It’s not because we’re weak, or unworthy of achieving goals. It’s because what we’ve been taught about willpower – the force behind that change – and how to improve willpower is all wrong.

What is willpower?

Willpower used to be the idea that hard work and inner strength (and hard work at inner strength) would get you what you needed or wanted. Throughout the 20th century, the concept of willpower was still heavily influenced by its roots in Victorian Christianity and pseudoscience. Willpower was often framed as resistance of temptation, as not giving in to what we know to be bad for us – as just saying, ‘No.’

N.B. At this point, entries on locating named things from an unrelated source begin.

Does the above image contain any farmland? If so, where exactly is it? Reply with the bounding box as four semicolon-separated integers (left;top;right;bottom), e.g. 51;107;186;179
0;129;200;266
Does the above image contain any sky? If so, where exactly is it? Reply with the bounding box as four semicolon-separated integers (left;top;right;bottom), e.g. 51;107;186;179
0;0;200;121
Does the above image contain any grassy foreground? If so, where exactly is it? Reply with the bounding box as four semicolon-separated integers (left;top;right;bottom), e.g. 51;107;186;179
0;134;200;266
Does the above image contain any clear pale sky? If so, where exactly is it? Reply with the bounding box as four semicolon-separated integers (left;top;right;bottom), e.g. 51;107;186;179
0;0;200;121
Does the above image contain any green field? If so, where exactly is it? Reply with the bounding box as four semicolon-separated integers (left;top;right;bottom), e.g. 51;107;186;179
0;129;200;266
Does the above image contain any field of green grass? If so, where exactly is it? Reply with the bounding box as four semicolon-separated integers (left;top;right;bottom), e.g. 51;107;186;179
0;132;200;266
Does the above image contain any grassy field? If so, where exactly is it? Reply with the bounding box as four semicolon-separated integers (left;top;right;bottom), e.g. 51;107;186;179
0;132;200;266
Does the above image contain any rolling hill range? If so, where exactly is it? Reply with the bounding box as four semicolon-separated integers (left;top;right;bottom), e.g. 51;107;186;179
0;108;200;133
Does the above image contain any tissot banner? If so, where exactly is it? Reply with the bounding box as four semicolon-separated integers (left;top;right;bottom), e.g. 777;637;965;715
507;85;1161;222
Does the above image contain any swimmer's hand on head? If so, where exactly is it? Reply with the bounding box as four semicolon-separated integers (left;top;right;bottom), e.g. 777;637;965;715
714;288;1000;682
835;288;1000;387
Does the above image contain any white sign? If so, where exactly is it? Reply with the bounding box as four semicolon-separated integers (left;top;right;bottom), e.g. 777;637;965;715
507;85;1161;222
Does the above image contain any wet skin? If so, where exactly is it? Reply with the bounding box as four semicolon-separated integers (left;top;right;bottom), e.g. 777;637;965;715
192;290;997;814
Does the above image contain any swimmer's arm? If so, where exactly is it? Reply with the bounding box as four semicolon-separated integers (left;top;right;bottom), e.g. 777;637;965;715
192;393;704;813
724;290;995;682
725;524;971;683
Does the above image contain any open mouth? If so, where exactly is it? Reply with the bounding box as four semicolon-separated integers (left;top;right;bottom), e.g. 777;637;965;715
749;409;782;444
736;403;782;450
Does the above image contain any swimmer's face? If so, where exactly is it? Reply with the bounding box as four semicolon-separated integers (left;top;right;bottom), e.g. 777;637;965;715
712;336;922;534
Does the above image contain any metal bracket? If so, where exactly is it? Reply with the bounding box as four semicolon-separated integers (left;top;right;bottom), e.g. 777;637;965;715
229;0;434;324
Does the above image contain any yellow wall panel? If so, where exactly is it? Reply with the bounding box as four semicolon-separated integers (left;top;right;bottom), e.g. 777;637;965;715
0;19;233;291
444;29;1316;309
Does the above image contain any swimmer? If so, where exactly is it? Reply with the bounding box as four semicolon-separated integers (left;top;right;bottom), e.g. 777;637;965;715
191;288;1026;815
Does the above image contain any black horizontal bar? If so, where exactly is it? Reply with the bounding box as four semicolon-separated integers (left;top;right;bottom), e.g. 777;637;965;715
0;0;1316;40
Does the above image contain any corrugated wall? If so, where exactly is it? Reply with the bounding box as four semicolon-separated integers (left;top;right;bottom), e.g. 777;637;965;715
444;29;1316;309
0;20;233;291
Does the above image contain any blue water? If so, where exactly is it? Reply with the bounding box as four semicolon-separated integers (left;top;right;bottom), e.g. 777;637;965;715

The problem with this conception is that it’s only about one-third of what willpower actually is, according to Kelly McGonigal.

McGonigal is a health psychologist at Stamford University and teaches one of the most popular public courses there: The Science of Willpower and Change. Over the past decade, McGonigal has been at the forefront of compiling research from the fields of neuroscience, medicine, psychology and more in order to construct a newer, clearer picture of what willpower is, and what it can do for us.

McGonigal, in her book The Willpower Instinct, breaks down what willpower is: It’s as much about saying yes, sometimes, as it is about saying no — plus one more thing: “To say no when you need to say no, and yes when you need to say yes, you need a third power: the ability to remember what you really want,” which may not match what you want in the moment. In other words, the ability to remember you really want to feel on-top-of-it and prepared for a big presentation – even if, in the moment, it sure feels like all you want to do is binge on Netflix.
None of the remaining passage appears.